My 48-year-old daughter was diagnosed with stage-four colon cancer in 2008. She’d just beaten her stepbrothers in a round of golf and driven home to Orange County, when the pain she'd attributed to a pulled muscle became so acute that she went to Mission Viejo Hospital during the night. She was so robust and healthy that for two days they tested her for everything else (just like "House") before performing the liver biopsy that enabled them to make their diagnosis. Though her colon cancer had metastasized and filled her liver with too many tumors to be counted. Laura named the three largest Fred, Ed and Earl, went home, and studied colon cancer and the various chemicals offered by her oncologist before deciding on her course of treatment.

The Warrior by Charlene Baldridge
Laura continued her good eating habits, continued playing golf during non-chemo weeks, went to yoga, and learned finally to accept there would be some "couch days." She wrote a lot of poems, mentored others with colon cancer and began a book about her experience titled Golf on Monday, Chemo Tuesday. An inveterate blogger, Laura had two: lauramorefield.weebly.com and another about colon cancer, referenced on the first. She far outlived her dire prognosis and died following a precipitous decline, four months prior to her 51st birthday. 

The Warriors’ Duet is exactly that. I took some of Laura’s glorious post-diagnosis poems and surrounded them with commentary about my experience as fellow writer and traveler and the mother of an extreme warrior. I continued to search for my funny, sarcastic, joyful and beloved girl after her death, and I discovered in the writing, to my surprise, that I had been a warrior too.

When Laura first received her diagnosis, I wanted to give up my life and move into the Morefields' downstairs bedroom. "That's not gonna happen!" said Laura the wise. Her husband, Dan Morefield, would tend to most of her needs. Their best friend, Erik Kieser, organized teams of helpers for chemo weeks and post-surgery weeks. Dan thought Laura might eventually have to move downstairs and outfitted the room with a television. She never did move downstairs, and bounded up the stairs just after her several surgeries and hospital stays and in fact just two nights prior to her death, though she relied on Dan's arm.

Christmas 2008
Laura Morefield and Team Laura member

And so, I became a team member and fulfilled my duties in rotation, taking Laura to chemo treatments and picking her up afterwards. In addition I was privileged to visit whenever I wanted, with advance notice of course.
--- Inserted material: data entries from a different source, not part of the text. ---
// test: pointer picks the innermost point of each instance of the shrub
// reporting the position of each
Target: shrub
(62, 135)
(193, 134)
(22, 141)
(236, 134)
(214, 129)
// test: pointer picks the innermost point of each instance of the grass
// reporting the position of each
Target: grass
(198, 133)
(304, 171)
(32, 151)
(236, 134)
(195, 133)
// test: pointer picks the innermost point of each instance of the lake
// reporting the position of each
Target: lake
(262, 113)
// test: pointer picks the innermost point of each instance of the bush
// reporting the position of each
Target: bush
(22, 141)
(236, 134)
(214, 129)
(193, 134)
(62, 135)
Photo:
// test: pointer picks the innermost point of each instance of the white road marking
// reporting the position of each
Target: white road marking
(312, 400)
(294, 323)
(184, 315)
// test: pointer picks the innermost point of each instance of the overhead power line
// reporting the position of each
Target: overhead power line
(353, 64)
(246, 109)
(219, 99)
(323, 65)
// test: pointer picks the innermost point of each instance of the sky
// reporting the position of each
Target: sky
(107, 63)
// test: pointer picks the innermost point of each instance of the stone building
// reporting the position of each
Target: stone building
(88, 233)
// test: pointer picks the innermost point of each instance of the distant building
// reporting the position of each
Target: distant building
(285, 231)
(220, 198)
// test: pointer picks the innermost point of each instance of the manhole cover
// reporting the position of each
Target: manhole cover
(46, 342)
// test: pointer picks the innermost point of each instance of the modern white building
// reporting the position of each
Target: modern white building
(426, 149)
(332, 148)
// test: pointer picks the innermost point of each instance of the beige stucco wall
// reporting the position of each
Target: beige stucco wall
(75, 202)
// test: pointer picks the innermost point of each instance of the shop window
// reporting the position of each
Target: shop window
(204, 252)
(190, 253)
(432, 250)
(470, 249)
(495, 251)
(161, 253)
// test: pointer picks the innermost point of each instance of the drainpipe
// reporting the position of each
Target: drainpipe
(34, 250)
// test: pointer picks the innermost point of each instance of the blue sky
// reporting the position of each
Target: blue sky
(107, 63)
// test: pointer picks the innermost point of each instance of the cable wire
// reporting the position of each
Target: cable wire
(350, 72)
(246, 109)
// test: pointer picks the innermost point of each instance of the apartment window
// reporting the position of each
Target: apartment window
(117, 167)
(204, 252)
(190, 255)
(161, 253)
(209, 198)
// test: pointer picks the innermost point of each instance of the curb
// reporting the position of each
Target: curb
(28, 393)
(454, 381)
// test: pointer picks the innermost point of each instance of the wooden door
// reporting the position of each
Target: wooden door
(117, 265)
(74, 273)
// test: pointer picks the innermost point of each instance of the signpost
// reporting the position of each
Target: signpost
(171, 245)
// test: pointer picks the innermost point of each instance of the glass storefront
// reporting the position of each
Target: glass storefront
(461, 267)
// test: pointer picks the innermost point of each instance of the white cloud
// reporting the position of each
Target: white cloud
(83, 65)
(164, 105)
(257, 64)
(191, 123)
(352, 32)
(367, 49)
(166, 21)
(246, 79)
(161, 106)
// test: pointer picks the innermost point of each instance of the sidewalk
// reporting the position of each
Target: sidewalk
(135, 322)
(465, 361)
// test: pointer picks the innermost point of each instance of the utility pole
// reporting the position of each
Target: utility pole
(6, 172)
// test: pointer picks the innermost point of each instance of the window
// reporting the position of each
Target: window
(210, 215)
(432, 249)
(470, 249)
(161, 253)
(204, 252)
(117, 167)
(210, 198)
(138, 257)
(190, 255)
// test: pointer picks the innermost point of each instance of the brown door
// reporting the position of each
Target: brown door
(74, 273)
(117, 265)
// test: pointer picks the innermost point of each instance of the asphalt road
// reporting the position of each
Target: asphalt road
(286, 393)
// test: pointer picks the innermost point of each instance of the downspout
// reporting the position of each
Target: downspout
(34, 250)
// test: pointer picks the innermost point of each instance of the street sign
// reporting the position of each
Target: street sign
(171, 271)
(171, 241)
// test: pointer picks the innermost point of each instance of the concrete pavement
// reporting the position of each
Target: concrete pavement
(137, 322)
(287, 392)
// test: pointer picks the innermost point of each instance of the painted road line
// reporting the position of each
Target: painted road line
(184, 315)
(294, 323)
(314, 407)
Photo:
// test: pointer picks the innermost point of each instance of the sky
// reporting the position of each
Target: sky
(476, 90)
Following her death, Laura was on the edges of my dreams for months, just out of sight. The night I finished collecting and editing her post-diagnosis poems -- her only request of me, made just weeks before she died -- Laura appeared in her Groucho guise, replete with twirling cigar, and made it abundantly clear there was more for me to do. "What's next, Miss Mommy?" she asked out of the corner of her mouth. Since we’d each spent a little time on stage, the more and the next of my assignments become a dramatic dialogue for two women. 

What do you do with something like this? I’d never written anything for the theatre, only about the theatre. I began by showing The Warriors’ Duet to friends, among the first theatre directors Claudio Raygoza and Glenn Paris, who said “We’ve got to give this a reading.”

Warrior Women
Karson St.John, Mom, and Linda Libby
Photo courtesy of ion theatre company
I had two women in mind from the start. Glenn and Claudio persuaded those women, Karson St.John and Linda Libby, to read The Warriors’ Duet in May 2012 at ion theatre company. Expecting to weep throughout, I asked to be hidden in a deep, dark corner of the theatre, but I but I did not weep, merely gloried in the words spoken aloud. 

Apparently, The Warriors' Duet will enjoy additional life in the spring. The theatre, producer/director, actors, time and place are yet to be announced. I am very excited over the prospect.

Laura and I traveled the world together for more than a decade. Now we’re together again, on the road with Warriors. I want everyone to know her wit, her words, her ability to celebrate life, and her courage. Seldom has there been such a warrior.